* [dpdk-dev] [PATCH] vhost: batch used descriptors chains write-back with packed ring
@ 2018-11-28 9:47 Maxime Coquelin
2018-11-28 10:05 ` Jens Freimann
[not found] ` <CGME20181205160124eucas1p1470e3dc9afe8e59ceab54a58140cf400@eucas1p1.samsung.com>
0 siblings, 2 replies; 5+ messages in thread
From: Maxime Coquelin @ 2018-11-28 9:47 UTC (permalink / raw)
To: dev, tiwei.bie, zhihong.wang, jfreimann; +Cc: Maxime Coquelin
Instead of writing back descriptors chains in order, let's
write the first chain flags last in order to improve batching.
With Kernel's pktgen benchmark, ~3% performance gain is measured.
Signed-off-by: Maxime Coquelin <maxime.coquelin@redhat.com>
---
lib/librte_vhost/virtio_net.c | 37 ++++++++++++++++++++++-------------
1 file changed, 23 insertions(+), 14 deletions(-)

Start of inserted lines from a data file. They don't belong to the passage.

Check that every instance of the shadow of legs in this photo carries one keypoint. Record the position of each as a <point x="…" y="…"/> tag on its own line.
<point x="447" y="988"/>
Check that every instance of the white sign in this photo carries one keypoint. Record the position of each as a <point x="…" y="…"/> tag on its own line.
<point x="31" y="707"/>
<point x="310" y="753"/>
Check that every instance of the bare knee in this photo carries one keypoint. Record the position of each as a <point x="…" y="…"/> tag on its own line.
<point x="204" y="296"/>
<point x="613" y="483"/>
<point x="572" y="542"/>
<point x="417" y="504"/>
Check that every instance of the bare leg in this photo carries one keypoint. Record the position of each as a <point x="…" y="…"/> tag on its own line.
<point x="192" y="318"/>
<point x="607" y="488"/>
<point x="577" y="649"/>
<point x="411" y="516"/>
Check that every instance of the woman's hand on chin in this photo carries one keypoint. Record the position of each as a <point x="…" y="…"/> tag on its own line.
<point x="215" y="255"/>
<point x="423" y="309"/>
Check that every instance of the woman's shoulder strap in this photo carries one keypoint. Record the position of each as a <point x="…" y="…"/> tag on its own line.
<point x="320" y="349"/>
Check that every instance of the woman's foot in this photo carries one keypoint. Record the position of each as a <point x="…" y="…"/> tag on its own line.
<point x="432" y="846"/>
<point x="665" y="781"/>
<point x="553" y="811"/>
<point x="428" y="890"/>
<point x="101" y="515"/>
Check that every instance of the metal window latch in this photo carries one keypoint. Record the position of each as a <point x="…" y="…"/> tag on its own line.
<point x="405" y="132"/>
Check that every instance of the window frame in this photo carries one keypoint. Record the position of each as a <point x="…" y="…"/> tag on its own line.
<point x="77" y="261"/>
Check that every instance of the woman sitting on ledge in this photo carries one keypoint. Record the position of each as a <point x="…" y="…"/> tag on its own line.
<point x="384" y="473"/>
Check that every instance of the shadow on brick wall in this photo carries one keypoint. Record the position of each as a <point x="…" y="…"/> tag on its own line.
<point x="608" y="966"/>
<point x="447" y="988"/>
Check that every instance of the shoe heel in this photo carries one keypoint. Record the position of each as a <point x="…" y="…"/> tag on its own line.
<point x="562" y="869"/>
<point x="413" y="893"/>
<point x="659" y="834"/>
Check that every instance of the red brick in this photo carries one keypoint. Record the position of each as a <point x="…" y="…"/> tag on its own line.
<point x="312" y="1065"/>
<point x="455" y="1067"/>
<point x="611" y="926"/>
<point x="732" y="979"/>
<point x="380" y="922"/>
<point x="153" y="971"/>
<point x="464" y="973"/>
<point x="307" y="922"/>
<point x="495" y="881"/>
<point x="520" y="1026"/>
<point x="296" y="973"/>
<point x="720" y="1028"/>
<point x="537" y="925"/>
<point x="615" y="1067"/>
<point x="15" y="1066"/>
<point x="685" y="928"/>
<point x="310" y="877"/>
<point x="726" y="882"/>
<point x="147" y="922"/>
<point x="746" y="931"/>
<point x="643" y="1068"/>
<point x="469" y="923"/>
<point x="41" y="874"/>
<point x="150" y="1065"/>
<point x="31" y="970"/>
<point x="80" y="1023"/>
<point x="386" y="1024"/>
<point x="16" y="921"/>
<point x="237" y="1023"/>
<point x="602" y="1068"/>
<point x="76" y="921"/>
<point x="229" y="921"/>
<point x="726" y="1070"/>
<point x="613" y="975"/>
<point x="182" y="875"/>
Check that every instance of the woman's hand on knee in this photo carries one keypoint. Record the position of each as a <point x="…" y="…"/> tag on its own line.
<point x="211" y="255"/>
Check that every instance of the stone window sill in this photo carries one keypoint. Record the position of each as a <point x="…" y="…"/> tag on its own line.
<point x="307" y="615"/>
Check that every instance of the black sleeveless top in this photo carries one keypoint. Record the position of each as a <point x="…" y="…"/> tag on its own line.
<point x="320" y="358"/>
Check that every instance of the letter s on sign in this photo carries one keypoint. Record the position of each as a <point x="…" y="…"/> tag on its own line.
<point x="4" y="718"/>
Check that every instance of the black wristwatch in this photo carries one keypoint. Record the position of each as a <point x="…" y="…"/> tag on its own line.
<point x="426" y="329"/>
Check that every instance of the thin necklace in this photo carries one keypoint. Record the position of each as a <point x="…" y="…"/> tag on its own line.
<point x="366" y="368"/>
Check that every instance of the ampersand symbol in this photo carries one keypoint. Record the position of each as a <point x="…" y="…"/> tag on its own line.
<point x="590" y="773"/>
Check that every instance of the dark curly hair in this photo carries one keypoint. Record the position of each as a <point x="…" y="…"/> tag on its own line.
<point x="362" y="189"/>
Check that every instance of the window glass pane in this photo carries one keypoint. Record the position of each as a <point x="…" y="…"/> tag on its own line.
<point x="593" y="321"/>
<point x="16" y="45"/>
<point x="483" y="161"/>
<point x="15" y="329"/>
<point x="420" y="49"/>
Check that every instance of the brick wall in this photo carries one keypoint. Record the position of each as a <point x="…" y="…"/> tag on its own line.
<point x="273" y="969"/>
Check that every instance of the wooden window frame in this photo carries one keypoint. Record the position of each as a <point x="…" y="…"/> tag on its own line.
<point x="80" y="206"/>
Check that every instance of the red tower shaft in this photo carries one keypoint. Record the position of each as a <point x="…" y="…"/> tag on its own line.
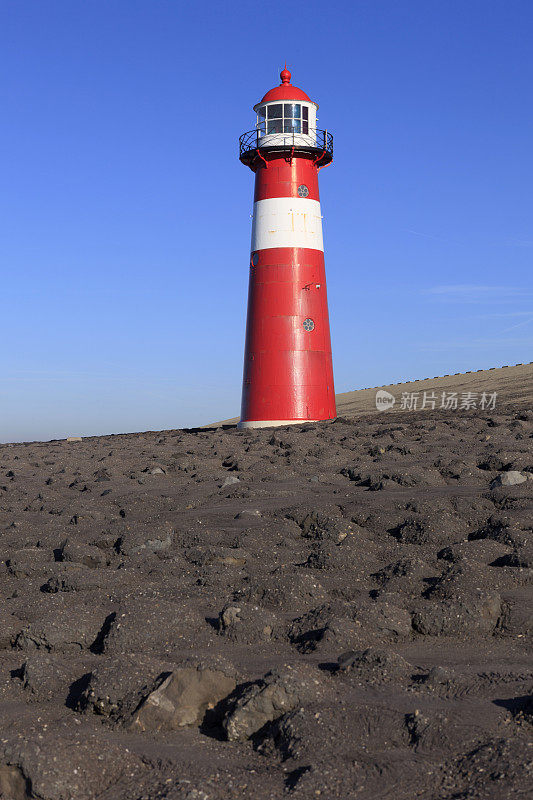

diff --git a/lib/librte_vhost/virtio_net.c b/lib/librte_vhost/virtio_net.c
index 5e1a1a727..f54642c2d 100644
--- a/lib/librte_vhost/virtio_net.c
+++ b/lib/librte_vhost/virtio_net.c
@@ -135,19 +135,10 @@ flush_shadow_used_ring_packed(struct virtio_net *dev,
struct vhost_virtqueue *vq)
{
int i;
- uint16_t used_idx = vq->last_used_idx;
+ uint16_t head_flags, head_idx = vq->last_used_idx;
- /* Split loop in two to save memory barriers */
- for (i = 0; i < vq->shadow_used_idx; i++) {
- vq->desc_packed[used_idx].id = vq->shadow_used_packed[i].id;
- vq->desc_packed[used_idx].len = vq->shadow_used_packed[i].len;
-
- used_idx += vq->shadow_used_packed[i].count;
- if (used_idx >= vq->size)
- used_idx -= vq->size;
- }
-
- rte_smp_wmb();
+ if (unlikely(vq->shadow_used_idx == 0))
+ return;
for (i = 0; i < vq->shadow_used_idx; i++) {
uint16_t flags;
@@ -165,12 +156,22 @@ flush_shadow_used_ring_packed(struct virtio_net *dev,
flags &= ~VRING_DESC_F_AVAIL;
}
- vq->desc_packed[vq->last_used_idx].flags = flags;
+ vq->desc_packed[vq->last_used_idx].id =
+ vq->shadow_used_packed[i].id;
+ vq->desc_packed[vq->last_used_idx].len =
+ vq->shadow_used_packed[i].len;
+
+ if (i > 0) {
+ vq->desc_packed[vq->last_used_idx].flags = flags;
- vhost_log_cache_used_vring(dev, vq,
+ vhost_log_cache_used_vring(dev, vq,
vq->last_used_idx *
sizeof(struct vring_packed_desc),
sizeof(struct vring_packed_desc));
+ } else {
+ head_idx = vq->last_used_idx;
+ head_flags = flags;
+ }
vq->last_used_idx += vq->shadow_used_packed[i].count;
if (vq->last_used_idx >= vq->size) {
@@ -180,7 +181,15 @@ flush_shadow_used_ring_packed(struct virtio_net *dev,
}
rte_smp_wmb();
+
+ vq->desc_packed[head_idx].flags = head_flags;
vq->shadow_used_idx = 0;
+
+ vhost_log_cache_used_vring(dev, vq,
+ head_idx *
+ sizeof(struct vring_packed_desc),
+ sizeof(struct vring_packed_desc));
+
vhost_log_cache_sync(dev, vq);
}
--
2.17.2
^ permalink raw reply [flat|nested] 5+ messages in thread
* Re: [dpdk-dev] [PATCH] vhost: batch used descriptors chains write-back with packed ring
2018-11-28 9:47 [dpdk-dev] [PATCH] vhost: batch used descriptors chains write-back with packed ring Maxime Coquelin
@ 2018-11-28 10:05 ` Jens Freimann
[not found] ` <CGME20181205160124eucas1p1470e3dc9afe8e59ceab54a58140cf400@eucas1p1.samsung.com>
1 sibling, 0 replies; 5+ messages in thread
From: Jens Freimann @ 2018-11-28 10:05 UTC (permalink / raw)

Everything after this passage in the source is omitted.